The first-quarter survey puts CFOs’ projections closer to those of many U.S. economists. However, the two groups are not fully in sync. A National Association of Business Economics survey in February found that three-fourths of member economists expect a recession by the end of 2021, with only 42% saying a recession will happen in 2020.
Regardless, both economists and CFOs seem to agree that a 2019 recession is off the table. Indeed, Goldman Sachs economists recently proclaimed that the odds of a recession over the next four quarters are only a touch over 10%.
Which economic variables will provide an accurate indication of a coming slowdown? Almost half (47%) of CFOs consider GDP growth to be one of the top three indicators. Consumer spending (39%), commodity prices (31%), and interest rates (29%) were also named as top-three indicators in the Duke/CFO survey.
Supporting the notion that an economic downturn is over a year off, CFOs maintained their projections for 12-month increases in capital spending (5%), hiring (2%), and wages (3%).
“Wage inflation has picked up due to the tight labor market with 3.8% unemployment,” said Campbell Harvey, a founding director of the survey, who teaches a technology innovation course at Fuqua. “However, beware of over-interpreting wage inflation and low unemployment.
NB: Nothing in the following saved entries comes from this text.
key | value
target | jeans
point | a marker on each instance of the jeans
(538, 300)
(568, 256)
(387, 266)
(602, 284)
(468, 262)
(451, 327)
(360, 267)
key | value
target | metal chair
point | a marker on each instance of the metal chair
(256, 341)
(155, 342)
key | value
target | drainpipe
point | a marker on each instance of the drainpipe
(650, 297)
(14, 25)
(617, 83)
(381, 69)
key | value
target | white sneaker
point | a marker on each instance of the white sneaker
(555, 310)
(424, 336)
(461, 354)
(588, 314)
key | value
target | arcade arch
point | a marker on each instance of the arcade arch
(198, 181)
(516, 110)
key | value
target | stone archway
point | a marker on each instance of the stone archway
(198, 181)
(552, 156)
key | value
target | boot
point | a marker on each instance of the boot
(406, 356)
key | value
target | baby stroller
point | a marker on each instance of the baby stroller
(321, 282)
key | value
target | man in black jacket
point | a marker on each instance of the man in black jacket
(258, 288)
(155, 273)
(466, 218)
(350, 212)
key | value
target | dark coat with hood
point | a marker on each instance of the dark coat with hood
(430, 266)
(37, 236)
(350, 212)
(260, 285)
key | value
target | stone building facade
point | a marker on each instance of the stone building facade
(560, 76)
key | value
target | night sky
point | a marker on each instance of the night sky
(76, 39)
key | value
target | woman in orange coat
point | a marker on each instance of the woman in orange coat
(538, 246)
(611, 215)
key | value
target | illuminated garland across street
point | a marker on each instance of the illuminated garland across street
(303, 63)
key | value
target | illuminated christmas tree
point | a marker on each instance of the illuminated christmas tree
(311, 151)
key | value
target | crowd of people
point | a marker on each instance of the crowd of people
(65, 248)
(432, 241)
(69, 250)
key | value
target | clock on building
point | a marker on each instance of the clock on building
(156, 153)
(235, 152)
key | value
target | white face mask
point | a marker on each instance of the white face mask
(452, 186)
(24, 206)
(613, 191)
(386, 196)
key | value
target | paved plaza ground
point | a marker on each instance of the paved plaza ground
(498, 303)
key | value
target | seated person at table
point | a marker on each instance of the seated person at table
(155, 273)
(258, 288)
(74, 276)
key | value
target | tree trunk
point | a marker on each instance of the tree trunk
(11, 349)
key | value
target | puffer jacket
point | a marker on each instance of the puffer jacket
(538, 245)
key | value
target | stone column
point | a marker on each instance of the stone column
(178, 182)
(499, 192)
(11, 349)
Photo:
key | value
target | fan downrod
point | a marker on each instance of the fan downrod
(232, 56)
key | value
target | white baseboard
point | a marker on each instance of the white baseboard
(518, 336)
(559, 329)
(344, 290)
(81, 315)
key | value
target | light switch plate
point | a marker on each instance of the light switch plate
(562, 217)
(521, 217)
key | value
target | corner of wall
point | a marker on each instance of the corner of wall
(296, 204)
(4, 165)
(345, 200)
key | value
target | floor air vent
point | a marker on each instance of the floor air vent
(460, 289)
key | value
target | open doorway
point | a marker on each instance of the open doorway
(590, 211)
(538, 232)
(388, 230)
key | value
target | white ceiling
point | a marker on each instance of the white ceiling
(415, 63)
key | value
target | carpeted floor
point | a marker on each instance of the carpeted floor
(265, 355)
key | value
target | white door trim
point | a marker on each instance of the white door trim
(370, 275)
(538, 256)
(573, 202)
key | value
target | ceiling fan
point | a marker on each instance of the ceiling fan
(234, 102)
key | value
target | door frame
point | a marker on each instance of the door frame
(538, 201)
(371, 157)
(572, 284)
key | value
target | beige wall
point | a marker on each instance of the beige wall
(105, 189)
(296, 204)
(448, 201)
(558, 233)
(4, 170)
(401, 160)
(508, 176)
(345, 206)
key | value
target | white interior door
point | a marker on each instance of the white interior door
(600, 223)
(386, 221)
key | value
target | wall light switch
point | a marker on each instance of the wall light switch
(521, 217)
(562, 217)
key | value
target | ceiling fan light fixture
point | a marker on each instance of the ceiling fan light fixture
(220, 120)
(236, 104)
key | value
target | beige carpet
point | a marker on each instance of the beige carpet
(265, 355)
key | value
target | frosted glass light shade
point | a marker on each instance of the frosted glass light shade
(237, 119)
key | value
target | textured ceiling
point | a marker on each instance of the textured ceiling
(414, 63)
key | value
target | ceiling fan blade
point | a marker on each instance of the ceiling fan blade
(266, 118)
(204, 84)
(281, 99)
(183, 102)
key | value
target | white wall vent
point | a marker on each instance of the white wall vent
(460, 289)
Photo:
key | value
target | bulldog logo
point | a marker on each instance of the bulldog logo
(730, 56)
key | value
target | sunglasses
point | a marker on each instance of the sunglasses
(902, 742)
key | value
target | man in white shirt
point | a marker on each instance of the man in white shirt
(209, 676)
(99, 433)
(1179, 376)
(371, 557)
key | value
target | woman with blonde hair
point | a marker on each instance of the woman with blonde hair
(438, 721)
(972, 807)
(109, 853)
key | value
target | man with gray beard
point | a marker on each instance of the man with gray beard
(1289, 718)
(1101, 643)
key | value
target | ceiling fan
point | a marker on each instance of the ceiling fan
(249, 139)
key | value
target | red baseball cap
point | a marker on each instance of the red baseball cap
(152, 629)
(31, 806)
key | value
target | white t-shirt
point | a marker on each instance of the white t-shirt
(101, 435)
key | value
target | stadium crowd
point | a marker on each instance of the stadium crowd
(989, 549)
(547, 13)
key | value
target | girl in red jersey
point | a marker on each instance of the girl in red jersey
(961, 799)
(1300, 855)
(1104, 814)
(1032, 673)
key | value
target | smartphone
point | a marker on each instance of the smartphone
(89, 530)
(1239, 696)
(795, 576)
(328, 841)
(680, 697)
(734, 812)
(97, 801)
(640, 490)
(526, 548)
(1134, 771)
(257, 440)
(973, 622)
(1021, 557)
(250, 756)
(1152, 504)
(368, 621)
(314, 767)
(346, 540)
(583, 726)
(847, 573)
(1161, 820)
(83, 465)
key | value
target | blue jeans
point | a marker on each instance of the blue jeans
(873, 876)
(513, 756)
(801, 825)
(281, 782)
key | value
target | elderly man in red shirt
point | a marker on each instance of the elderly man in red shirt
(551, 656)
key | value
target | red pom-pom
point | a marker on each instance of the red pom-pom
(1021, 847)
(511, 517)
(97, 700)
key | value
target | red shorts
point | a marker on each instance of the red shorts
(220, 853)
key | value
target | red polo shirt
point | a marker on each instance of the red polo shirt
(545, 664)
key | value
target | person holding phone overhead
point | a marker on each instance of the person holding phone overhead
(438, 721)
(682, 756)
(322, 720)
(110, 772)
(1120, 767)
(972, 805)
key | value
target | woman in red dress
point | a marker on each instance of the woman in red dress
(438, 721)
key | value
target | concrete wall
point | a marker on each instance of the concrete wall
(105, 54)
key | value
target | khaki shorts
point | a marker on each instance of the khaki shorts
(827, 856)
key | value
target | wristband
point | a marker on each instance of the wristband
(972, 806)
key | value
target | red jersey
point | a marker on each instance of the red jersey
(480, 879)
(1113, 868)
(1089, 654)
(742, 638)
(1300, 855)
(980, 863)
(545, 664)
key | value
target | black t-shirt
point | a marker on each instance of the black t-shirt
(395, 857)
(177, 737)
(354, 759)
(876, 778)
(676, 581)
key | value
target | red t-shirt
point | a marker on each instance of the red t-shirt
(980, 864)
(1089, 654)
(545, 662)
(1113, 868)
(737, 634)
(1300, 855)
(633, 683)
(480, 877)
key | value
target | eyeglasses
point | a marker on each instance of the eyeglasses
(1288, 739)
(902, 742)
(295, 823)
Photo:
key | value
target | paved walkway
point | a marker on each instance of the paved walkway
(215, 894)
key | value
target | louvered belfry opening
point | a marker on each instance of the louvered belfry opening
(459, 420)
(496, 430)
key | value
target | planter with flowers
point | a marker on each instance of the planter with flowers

Employment is a lagging indicator of the business cycle.”
The survey’s U.S. CFO optimism index, historically an accurate predictor of future hiring and overall GDP growth, dropped to 65 in the first quarter, down one point from last quarter and five points from September 2018. A year ago, the U.S. CFO optimism index was near a record high, at 71.2. It has averaged 60 on a 100-point scale for the past 20 years.
CFO optimism globally rebounded in the first quarter. On a scale of 0 to 100, optimism among CFOs in Europe rose two points, to 59. Asia climbed sharply to 65. Overall optimism among CFOs across Latin was at 65, led by Brazil with an optimism index of 66.
The first quarter Duke/CFO survey generated responses from more than 1,500 CFOs, including 469 from North America.